TRON nicknames, although a tradition veiled in secrecy, also bring the team together. Ben Korman ’21, also a TRON captain, said, “Nicknames are a secretive thing, but it’s something that makes you part of the team and keeps people coming back.” These nicknames are taken so seriously, in fact, that some team members only know TRON names. When asked for the name of the alumni captain, Lay sheepishly admitted, “I only know his TRON name.”
Perhaps the most intriguing aspect of TRON nicknames is that team members must wait their entire TRON career before learning the story behind their nickname. Only at the TRON alumni weekend during one’s senior year are the meanings revealed. And yes, TRON has an annual alumni weekend. In fact, it was held this past weekend during the rain storm. The internal unity of the team makes it easy for players to encourage one another in their dreams and goals outside ultimate frisbee. Korman explained that the goal of TRON extends beyond being physically in shape or getting better at Ultimate. “It’s a lot about mental toughness and part of that comes from supporting each other as friends, as family,” Korman said.

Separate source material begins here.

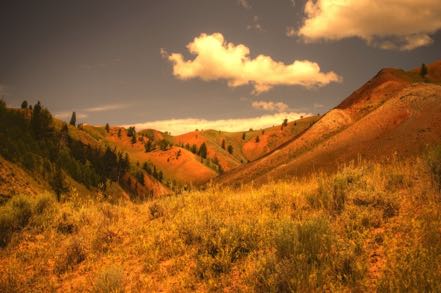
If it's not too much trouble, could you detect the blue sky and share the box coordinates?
[0,0,441,132]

Korman also recounted how playing frisbee and ultimately, the TRON community gave him a place to apply himself and “come out stronger.” He shared how as a “smaller guy and not the fastest, constantly throughout my career, I’ve not been given the spots I’ve wanted. I was told I’m not good enough.” This gave him the desire to, as he put it, “put my head down and work hard.”
The student leaders of TRON desire to create a community where members can not only push themselves to play frisbee better, but also where, according to Korman, “they can become the best versions of themselves.” Becoming your best self often requires a lot of humility. Kaufman referred to humility on the field as “the spirit of the game.” He said that “since there are no refs, there is a huge focus on being a spirited player. The point of it is to avoid cutthroat gamesmanship.”
In 1978, Mike Banks ’79 told the Boston Globe that Ultimate Frisbee is the “purest sport.” 40 years later, Lay further described this systemic opportunity of displaying humility, as “calling fouls, but also calling them on yourself too.”
Despite their team’s talent on the field, Kaufman, Korman and Singer — all captains or administrators of TRON — emphasized the critical role their coaches play. The expertise their coaches bring to the field comes from playing among the best club teams in the surrounding area.
Singer also pointed out that Derek Jenesky, Brandeis’ Club Sports Coordinator has been a huge resource for the team. “He’s actively helping us make things happen,” Singer said. “It really feels like he’s on our side.”
All members of TRON — whether they be coaches or team members, alumni or current students or A Side or B Side players — stand united in their desire to be their best selves both on and off the field, living life with humility.
Although TRON members usually have one another’s backs, they are currently preoccupied watching their own backs. “People look at me strange because I’m flossing,” Singer said. “But you know, I don’t really want to die today.”